Despite outperforming their private school counterparts at university, state-educated students do less well after college
Students educated at state schools do better at university than their counterparts from public schools, yet are less likely to translate their degrees into graduate jobs.
A study by Bristol University found that 88% of its state-school-educated graduates gained an upper second class degree or better, compared with 85% of those from public schools. Among the Russell Group and 1994 Group universities, more than 20% of state school pupils who graduated between 2009 and 2011 achieved first-class degrees, against 18% of those from the independent sector.
However, superior academic performance is not matched by similar access to the jobs market, with just 58% of state-school-educated graduates finding a professional job, compared with 74% of independently educated graduates in the same period.
Of those students who secure a graduate job, their starting salaries are on average £3,000 lower than their peers who were educated within the fee-paying sector if they received a first, and £2,000 lower if they attained a 2:1.
The figures – from a report by upReach, a charitable initiative to be launched on Wednesday to help students from the least affluent backgrounds reach their potential – suggest that the financial returns on higher education are not the same for undergraduates from more and less privileged backgrounds.
Henry Morris, the founder of upReach, claims that a key reason for the stark difference in outcomes lies in role models, networks and opportunities to pick up “soft skills”, such as problem solving and teamwork, enjoyed by pupils from more affluent backgrounds.
Morris said he supports efforts to improve access to universities for those from the state sector and, in particular, the least well-off, but believes more needs to be done for students once they move into higher education.
An economics graduate from Exeter University who was educated at a public school, Morris said: “I noticed at university how socioeconomic background can affect people’s employment.
“While the work that universities and third-sector groups are doing improving access into universities is important and should continue, there was a question about what happens to students from lower socioeconomic backgrounds after they arrive at university – and there is this gap.”

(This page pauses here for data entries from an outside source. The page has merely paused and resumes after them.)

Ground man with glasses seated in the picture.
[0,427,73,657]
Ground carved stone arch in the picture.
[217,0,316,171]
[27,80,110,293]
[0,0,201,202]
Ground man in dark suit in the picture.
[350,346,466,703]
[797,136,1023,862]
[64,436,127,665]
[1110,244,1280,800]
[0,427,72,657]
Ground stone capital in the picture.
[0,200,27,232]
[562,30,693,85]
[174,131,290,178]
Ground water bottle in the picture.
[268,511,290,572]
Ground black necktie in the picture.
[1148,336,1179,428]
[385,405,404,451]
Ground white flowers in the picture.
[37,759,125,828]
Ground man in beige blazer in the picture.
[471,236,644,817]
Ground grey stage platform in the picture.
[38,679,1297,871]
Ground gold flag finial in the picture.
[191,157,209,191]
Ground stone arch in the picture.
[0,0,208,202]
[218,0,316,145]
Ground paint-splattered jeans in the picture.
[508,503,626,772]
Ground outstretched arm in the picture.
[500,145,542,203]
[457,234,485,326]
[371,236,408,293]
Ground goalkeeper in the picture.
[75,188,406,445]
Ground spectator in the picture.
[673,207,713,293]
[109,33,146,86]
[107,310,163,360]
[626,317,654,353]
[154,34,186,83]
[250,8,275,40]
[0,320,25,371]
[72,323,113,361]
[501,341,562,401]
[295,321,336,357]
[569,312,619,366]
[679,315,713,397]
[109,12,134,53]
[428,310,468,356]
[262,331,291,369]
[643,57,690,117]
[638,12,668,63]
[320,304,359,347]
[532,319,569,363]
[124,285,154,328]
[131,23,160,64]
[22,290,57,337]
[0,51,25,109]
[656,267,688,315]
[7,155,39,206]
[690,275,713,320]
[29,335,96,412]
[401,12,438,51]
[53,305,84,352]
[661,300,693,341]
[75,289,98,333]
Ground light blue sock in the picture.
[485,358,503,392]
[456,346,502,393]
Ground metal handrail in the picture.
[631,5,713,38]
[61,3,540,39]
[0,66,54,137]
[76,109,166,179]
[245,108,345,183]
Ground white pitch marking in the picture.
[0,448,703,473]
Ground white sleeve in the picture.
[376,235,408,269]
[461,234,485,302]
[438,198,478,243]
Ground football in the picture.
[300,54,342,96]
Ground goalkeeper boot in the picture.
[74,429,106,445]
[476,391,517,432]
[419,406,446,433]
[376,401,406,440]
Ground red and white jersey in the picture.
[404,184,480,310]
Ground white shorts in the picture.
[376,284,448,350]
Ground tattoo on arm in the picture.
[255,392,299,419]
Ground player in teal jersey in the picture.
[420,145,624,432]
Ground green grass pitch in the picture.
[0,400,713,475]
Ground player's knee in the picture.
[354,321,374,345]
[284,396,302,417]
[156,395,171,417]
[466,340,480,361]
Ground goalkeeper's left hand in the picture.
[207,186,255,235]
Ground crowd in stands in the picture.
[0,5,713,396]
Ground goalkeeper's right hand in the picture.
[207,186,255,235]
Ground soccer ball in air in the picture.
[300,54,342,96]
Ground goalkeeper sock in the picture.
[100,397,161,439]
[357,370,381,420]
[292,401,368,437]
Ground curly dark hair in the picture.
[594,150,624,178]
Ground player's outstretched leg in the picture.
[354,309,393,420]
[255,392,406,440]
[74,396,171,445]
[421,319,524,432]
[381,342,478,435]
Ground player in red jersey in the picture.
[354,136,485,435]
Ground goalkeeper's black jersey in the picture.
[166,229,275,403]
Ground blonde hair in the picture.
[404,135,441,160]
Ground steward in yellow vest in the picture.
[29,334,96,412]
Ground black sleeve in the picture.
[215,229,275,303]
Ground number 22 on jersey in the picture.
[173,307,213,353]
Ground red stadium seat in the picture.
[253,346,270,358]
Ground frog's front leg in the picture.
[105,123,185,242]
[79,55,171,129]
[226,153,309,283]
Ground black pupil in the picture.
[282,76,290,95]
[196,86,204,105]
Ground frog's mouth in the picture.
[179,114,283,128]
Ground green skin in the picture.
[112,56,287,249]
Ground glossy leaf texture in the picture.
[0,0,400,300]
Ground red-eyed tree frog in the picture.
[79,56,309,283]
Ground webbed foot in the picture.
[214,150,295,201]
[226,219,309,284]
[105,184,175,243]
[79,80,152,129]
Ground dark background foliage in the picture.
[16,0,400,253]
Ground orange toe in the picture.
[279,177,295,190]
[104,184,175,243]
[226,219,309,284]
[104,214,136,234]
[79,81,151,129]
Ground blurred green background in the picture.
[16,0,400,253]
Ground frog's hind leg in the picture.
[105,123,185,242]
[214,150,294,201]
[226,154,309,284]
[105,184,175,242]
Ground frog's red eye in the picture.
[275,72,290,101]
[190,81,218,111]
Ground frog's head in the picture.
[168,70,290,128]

Morris’s charity – which will be launched with the support of universities minister David Willetts, Exeter University chancellor Lady Benjamin and Tory MP Charlotte Leslie – has formed a partnership with the law firm Clifford Chance, the accountancy firms KPMG, Accenture and Deloitte, and Exeter University.
In a pilot project, 40 students selected on the basis that they have been eligible for free school meals at school or full bursaries at university will be given the opportunity to be mentored by staff working for the charity’s partners. The pilot is being run within London and Exeter, but there are hopes to extend the scheme if it is successful and popular.
Morris said: “It is about realising professional potential. It isn’t about guaranteeing them jobs, but ensuring that when they go into interviews, for example, they have the knowledge, the soft skills, the networks, the experience.
“We want to expand to further campuses. The students, whom we call associates, benefit from one-to-one support, networking, professional experience, mentoring from founding partners and that connection to the firms … For employers it is early access to that group of talent who may not fulfil their potential during the application process.”
A report from upReach notes that the Cabinet Office’s 2012 report “University Challenge” found that “employers are looking for candidates who demonstrate communication, teamwork and organisational skills”. However, upReach believe that it is “these non-academic capabilities that undergraduates from less privileged backgrounds tend to lack and struggle to build”.
“This,” they claim, “goes some way to explaining why undergraduates from less privileged backgrounds have poorer access to the professions.”
Meanwhile, Willetts has responded to vice-chancellors who accused the government in the Observer last week of neglecting postgraduate student funding. He told this newspaper he had called for a meeting, to be held later this month, to discuss the emerging evidence of a problem and to consider potential solutions in the current difficult economic climate.